The bill, mainly aimed at reducing the number of accidents occurring in the workplace and in private residences, was initially met with massive disapproval, particularly from more industrial-focused nations such as Germany.
Updated and Changed
The bill was not one of the most pressing items on the long list of issues the EU has to discuss. As such, it has undergone many changes over the years, with only a few discussions about its contents taking place. The latest amendments to it sought to remove the restrictions being placed on professional firms and independent contractors.
This middle-ground regulation seemed to please a lot of the more industrious nations and governing bodies. The EU sought advice from a few independent experts such as the authority on welding and the COOSH regulatory committee. Both these groups have since had a significant impact on the bill, mainly focusing on removing the restrictions for professionals.
The Private Buyer
So what does all this mean for you, the private power tool user? And why are they seemingly targeting only you?
The biggest issue they are claiming is safety. Power Tools can be very dangerous in the wrong hands. Accidents can and do happen all the time. So this is the most obvious reason behind these new restrictions. If a power tool buyer has been on a course and received training, they are less likely to hurt themselves.

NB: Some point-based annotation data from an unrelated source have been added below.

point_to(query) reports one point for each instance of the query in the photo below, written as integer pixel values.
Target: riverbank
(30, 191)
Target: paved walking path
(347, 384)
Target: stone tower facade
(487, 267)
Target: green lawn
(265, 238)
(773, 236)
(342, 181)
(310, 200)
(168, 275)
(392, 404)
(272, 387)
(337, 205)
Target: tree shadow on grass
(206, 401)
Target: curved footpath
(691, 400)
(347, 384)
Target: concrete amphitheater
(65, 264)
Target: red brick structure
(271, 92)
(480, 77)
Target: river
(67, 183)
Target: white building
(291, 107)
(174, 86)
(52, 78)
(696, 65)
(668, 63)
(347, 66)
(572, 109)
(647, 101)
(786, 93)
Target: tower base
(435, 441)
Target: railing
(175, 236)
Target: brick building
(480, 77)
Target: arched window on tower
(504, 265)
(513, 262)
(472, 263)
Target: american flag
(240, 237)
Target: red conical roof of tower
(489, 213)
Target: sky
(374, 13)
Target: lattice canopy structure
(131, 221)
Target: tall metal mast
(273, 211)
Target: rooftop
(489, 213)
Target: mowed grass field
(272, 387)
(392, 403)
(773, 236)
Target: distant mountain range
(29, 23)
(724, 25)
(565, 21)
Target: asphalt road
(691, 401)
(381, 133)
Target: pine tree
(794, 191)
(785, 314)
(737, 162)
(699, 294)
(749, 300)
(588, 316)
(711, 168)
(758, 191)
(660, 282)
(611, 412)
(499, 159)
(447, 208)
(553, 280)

There is also a financial advantage. No doubt these courses would not be free. If a government can find a new way to make money for its citizens, you can guarantee they will take it.
Another reason that was floated by those proposing this bill was the use of power tools as weapons. A lot of EU nations have very strict gun control. Because of this, they have seen a rise in power tools being used in malicious or criminal ways. So the imposed background checks and strict regulations would help reduce this number even further.
Some experts have claimed this is dead-end thinking. That there are already too many power tools in circulation for this to have any real effect on these numbers.
Whatever you might think about this bill, it is important to note it is still in the preliminary discussion phases and we won’t see it enacted for years yet.